12. Even after April 2015, the Government should expect annuities to play a key role. Our research indicates a widespread preference among savers for certainty over flexibility [3] . 82% of respondents in our Understanding Retirement research stated that they wanted their pension to provide them with a regular income throughout their retirement, with a majority (55%) of respondents to our Workplace Pension Survey saying they would accept a lower return on investment in exchange for a guaranteed minimum income level. Even looking at the Guidance Guarantee, our research indicates that most people will be looking for it to provide an understanding of how to secure a regular income throughout retirement.

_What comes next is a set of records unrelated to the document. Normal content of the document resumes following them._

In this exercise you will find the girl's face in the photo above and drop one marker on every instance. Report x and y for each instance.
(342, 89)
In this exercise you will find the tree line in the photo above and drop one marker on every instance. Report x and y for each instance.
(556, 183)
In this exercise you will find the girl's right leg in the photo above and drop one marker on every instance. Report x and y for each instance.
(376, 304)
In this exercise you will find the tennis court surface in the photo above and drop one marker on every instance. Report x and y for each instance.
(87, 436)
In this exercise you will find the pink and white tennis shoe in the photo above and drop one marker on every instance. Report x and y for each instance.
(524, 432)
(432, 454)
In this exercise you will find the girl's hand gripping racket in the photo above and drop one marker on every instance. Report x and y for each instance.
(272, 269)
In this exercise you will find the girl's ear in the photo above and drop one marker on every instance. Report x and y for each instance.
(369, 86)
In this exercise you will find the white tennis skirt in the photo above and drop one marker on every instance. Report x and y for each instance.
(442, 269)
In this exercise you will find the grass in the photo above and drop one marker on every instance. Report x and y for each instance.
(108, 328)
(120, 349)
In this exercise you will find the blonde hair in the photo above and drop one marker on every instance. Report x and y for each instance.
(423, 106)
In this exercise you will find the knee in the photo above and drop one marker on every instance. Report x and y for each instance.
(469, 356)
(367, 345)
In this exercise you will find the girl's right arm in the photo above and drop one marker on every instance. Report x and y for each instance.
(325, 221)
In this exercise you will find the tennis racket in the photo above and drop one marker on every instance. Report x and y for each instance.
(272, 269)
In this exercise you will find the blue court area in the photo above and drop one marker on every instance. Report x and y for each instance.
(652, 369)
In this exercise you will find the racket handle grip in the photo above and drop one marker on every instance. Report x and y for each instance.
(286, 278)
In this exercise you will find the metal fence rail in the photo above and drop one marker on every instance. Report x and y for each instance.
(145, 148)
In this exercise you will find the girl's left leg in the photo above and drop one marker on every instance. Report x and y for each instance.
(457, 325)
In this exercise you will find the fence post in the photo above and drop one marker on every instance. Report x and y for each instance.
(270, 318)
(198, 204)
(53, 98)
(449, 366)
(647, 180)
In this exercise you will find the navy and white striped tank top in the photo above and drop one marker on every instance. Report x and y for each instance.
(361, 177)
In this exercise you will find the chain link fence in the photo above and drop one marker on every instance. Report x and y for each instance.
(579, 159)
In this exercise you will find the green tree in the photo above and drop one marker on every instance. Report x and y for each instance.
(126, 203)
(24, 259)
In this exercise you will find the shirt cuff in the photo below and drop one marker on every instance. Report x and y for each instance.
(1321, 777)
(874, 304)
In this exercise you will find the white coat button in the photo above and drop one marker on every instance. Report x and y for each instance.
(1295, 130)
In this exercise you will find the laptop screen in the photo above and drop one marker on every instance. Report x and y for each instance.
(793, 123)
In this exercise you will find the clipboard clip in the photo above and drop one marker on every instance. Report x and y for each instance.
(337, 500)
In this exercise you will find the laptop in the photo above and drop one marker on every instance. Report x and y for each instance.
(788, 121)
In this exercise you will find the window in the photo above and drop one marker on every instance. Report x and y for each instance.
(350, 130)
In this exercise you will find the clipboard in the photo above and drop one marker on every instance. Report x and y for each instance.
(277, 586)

13. However, the annuities market has not been working well for consumers. Despite awareness of the right to shop around under the Open Market Option (OMO), savers often do not do so and end up selecting an annuity from their existing provider, often losing out on extra income in retirement. FCA research into the annuities market showed that around 150,000 savers could have got a better deal in 2013 had they not stayed with their existing provider, identifying consumer detriment in excess of £200 million – yet progress in reforming this market appears to have stalled. We look forward the completion of the FCA’s competition review of the annuities and wider retirement income market, which must ensure this important sector works well and delivers good value for all savers by April 2015.

Annual allowances

14. We welcome the pragmatic approach the Bill has taken towards mitigating the risks of widespread tax avoidance. In order for costs and burdens and schemes to be limited as much as possible, the implementation of the new annual allowances must be kept as simple as possible for schemes and for savers. It will therefore be important that HMRC both keeps reporting requirements simple, with schemes able to assume the £40,000 annual allowance is in place unless informed otherwise and only requires tax charges to be paid via the scheme when related to the £40,000 annual allowance, not the reduced allowances.

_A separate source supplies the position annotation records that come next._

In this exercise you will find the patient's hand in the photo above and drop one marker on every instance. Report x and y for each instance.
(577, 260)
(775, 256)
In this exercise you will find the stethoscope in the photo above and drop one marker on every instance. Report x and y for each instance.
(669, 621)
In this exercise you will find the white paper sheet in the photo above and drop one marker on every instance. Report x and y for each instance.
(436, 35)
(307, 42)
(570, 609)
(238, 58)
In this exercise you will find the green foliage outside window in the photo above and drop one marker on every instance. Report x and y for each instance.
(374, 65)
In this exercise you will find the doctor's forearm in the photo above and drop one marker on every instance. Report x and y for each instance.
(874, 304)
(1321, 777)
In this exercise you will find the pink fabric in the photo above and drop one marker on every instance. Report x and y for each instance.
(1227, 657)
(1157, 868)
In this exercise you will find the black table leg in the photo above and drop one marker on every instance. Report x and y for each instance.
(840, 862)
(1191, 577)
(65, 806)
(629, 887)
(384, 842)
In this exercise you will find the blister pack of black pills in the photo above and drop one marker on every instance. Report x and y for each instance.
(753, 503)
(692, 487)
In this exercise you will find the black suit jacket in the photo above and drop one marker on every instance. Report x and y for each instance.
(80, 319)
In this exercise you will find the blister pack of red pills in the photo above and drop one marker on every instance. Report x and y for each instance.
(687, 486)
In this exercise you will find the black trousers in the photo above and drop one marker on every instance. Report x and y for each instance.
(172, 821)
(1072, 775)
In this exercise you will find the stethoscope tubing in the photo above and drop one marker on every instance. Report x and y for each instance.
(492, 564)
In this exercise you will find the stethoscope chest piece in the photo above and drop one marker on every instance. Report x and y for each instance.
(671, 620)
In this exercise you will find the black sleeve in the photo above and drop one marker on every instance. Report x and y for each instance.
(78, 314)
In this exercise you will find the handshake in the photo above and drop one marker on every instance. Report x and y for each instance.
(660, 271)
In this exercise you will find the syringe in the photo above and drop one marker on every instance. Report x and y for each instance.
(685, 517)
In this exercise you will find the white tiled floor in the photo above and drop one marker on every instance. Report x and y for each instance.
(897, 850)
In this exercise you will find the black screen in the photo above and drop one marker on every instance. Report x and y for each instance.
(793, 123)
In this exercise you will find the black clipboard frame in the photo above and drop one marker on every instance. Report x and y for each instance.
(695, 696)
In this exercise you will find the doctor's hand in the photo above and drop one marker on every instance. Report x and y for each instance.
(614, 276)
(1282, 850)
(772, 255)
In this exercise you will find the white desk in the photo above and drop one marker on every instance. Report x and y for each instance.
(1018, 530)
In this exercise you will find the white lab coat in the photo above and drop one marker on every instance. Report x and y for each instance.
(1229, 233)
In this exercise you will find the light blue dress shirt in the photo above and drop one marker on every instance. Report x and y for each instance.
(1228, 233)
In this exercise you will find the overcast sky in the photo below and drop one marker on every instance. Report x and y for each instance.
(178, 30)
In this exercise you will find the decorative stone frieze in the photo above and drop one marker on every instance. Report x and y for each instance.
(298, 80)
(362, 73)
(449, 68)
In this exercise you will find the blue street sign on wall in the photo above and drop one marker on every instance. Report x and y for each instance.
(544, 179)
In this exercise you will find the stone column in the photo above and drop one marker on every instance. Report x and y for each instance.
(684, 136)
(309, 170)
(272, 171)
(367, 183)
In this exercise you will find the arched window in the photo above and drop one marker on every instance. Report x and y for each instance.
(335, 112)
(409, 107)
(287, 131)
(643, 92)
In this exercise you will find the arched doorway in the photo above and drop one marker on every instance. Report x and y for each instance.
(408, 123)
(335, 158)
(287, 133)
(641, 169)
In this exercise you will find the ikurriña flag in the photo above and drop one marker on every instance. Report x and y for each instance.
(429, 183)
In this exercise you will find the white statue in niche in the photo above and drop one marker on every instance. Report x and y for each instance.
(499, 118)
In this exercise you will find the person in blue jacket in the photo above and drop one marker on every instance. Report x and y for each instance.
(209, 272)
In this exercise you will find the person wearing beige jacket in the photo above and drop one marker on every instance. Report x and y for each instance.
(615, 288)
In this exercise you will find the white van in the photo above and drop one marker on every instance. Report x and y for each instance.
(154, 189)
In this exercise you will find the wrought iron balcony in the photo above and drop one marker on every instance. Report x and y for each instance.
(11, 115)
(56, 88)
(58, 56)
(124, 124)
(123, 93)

15. The application of the new annual allowance rules will be very complicated for those running hybrid pension schemes, and could affect some scheme members making legitimate contributions. We are skeptical that hybrid pension schemes will be abused for tax avoidance purposes. We believe it would be both fairer and simpler for a charge to be triggered on the higher defined benefit (DB) or defined contribution (DC) amount, with the more stringent rules outlined in the Bill only implemented if evidence emerges after April 2015 that new hybrid schemes are actually being set up for the purposes of tax avoidance.

16. We broadly support measures designed to bring more clarity to savers, particularly in an environment of greater freedom and choice. However, we are concerned that the requirement for savers to notify all of their schemes of having accessed their pension flexibly within 31 days is a heavy administrative burden to place on individual savers, many of whom lack awareness and confidence when it comes to managing their savings even now.